Arrêt du 22 avril 2013
Cour de droit pénal
 
Composition
MM. les Juges fédéraux Mathys, Président,
Denys et Oberholzer.
Greffière: Mme Gehring.
 
Participants à la procédure
X.________, représenté par Me Claudio Fedele, avocat,
recourant,
 
contre
 
1. Ministère public de la République et canton de Genève, route de Chancy 6B, 1213 Petit-Lancy,
2. Y.________, représenté par Me Alexandre
de Senarclens, avocat,
intimés.
 
Objet
Délit manqué de meurtre par dol éventuel; défense excusable; fixation de la peine,
 
recours contre l'arrêt de la Cour de justice du canton de Genève, Chambre pénale d'appel et de révision, du 7 mars 2012.
 
Faits:
 
A.
Par jugement du 2 mai 2011, le Tribunal correctionnel de la République et canton de Genève a reconnu X.________ coupable de délit manqué de meurtre par dol éventuel pour avoir frappé Y.________ d'un coup de couteau porté à la hauteur du c?ur et l'a condamné à une peine privative de liberté de trois ans avec sursis partiel de 28 mois.
 
B.
Le 7 mars 2012, la Chambre pénale d'appel et de révision de la Cour de justice genevoise a rejeté l'appel de X.________ ainsi que celui du Ministère public. L'arrêt cantonal est fondé sur les principaux éléments de fait suivants.

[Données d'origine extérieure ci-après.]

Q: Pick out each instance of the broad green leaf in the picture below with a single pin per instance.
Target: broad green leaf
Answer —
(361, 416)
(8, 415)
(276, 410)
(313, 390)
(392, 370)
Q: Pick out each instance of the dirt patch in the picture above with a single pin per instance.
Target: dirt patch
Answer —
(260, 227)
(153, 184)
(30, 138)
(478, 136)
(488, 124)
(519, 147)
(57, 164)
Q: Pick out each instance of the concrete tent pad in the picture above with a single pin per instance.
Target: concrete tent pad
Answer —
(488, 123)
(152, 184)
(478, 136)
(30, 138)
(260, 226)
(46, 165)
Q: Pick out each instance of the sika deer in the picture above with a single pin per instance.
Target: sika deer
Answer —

Le soir du 1er avril 2010, le serveur X.________ a accepté une ultime commande de pizza aux environs de 23h00. Excédé de n'avoir pas été préalablement consulté, le cuisinier Y.________ s'est emporté avant de jeter un torchon au visage de X.________, sans l'atteindre. Vilipendant en arabe, Y.________ s'est ensuite saisi d'une assiette qu'il a projetée dans un évier, puis s'est approché de X.________, s'arrêtant à environ 60 cm de lui. Se sentant menacé, ce dernier s'est alors emparé d'un couteau à pizza dont la lame mesurait 15 cm et a frappé Y.________ d'un coup ascendant porté en direction du c?ur au niveau du quatrième espace intercostal gauche. X.________ a ensuite regagné la salle à manger où il a poursuivi normalement son service, alors que la victime gisait à terre.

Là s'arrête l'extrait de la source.